Hi Ash, could you possibly add some detail on your treatment with activated charcoal and liposomal glutathione, e.g. how you take it /products/ dosage? That would be much appreciated! Thank you 🙂
Yes, I don’t know if these would have had any effect for my CFS as it was back 4 years ago, in late 2020 I returned home and was more sensitive to the carpets, which were a couple of years old then, I also started having stomach gas that correlated with frequent ‘crashes’ – not something I experienced in 2019, it wasn’t just physical exertion causing these but also mental and talking etc. I noticed a subtle cognitive decline in 2021 and then a bunch of new symptoms in 2022, the only disease that seemed to fit was CIRS or mold toxicity.
I researched it a bit and failed the VCS test, but couldn’t afford further tests at that time, I also improved after changing bedrooms so I put that idea aside for a while. Recently though everything got much worse and I began researching again, these two are commonly used for ‘detox’ of people who believe their body contains an excess of mycotoxins, but the ‘binder’ is supposed to take months to have an effect, in my case its immediate. I’m using Pure Encapsulations liposomal glutathione , with Nu – U activated charcoal ( 300mg ). I only need a tiny amount of this charcoal to see the effect, so I split the one capsule into many fractions and take it over the course of the day. I’m also taking NAC, 2 or 3 per day. Detoxifcation feels like a fever, with sweating and something like a stomach ache, but its not as unpleasant as an actual infection, and I don’t feel the need to go to bed.
Thank you very much for taking the time to reply!, all the best to you!
In the US, they have CEU’s for School Nurses to learn about ME/CFS and long COVID and it is free and part of the CDC & Nat’l Association School Nurse partnership response to chronic absenteeism (10% or 2x month absent). I just learned about it on the CDC “Recent Strides in LC” webinar this week. This course (1 hour video and test questions) possibly started in 2018? and then revamped 1/23. We need to also include our children in our advocacy efforts, and here is a solid place to start: https://learn.nasn.org/courses/50394. I am especially concerned about rural children as vaccination uptake rates are much lower in these areas, and vaccination lowers the risk for long COVID in adults (not sure they researched PEDS). I will continue to advocate for children with ME/CFS and LC, and hope more will include PEDS in their advocacy efforts as well.
I just read the easy advocacy emails we can send to our reps. The good side is that the process is very easy. The downside is that the pre-written emails mention only long-Covid, not ME, Fibro or POTS.

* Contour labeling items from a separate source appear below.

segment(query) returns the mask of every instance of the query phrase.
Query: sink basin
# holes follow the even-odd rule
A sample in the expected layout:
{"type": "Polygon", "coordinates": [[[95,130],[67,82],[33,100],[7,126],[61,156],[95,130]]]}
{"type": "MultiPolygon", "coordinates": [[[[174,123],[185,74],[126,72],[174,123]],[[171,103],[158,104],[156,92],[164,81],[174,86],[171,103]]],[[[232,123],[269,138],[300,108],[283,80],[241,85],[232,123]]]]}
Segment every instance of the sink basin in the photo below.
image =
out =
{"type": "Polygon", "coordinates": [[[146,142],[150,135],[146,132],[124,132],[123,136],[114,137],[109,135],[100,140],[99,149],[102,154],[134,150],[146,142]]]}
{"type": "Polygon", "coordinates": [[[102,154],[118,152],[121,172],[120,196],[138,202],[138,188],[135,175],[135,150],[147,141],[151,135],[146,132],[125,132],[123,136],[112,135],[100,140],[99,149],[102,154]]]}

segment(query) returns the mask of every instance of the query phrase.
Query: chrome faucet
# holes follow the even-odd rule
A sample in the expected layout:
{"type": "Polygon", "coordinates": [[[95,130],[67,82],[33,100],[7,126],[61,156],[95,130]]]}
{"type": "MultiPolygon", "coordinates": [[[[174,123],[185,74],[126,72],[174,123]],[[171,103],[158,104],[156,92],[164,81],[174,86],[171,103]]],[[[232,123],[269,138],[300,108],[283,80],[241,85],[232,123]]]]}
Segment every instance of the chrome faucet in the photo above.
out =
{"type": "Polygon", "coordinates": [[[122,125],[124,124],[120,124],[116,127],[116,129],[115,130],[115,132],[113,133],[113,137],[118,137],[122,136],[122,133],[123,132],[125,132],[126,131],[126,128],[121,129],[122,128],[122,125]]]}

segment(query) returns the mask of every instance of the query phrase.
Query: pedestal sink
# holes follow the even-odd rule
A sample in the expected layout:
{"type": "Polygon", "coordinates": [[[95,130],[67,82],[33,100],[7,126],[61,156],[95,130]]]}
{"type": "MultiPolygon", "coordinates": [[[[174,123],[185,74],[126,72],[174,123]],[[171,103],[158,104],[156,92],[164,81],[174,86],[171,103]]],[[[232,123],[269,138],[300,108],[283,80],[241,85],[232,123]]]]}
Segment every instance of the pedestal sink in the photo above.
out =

I will probably use info from this blog to add info about ME, Fibro or POTS to the pre-written letter. Thanks Cort. So glad I read this blog. It’s so helpful!
Question about the bill:
Does the bill fund treatment, education, etc. for ME, FM, OI, MCAS, etc. in only patients who have long-Covid plus these diseases?
Or does it fund treatment, education, etc. for FM, OI, MCAS, etc. patients who don’t have long-Covid too?
It’s everyone! Basically post infectious diseases with me/CFS, Lyme and POTS I think it is, specifically mentioned…
Would be great. Thanks for the response.
I just skimmed though. There is a list of post-viral illnesses in at least one segment. Sen. Markey might know more.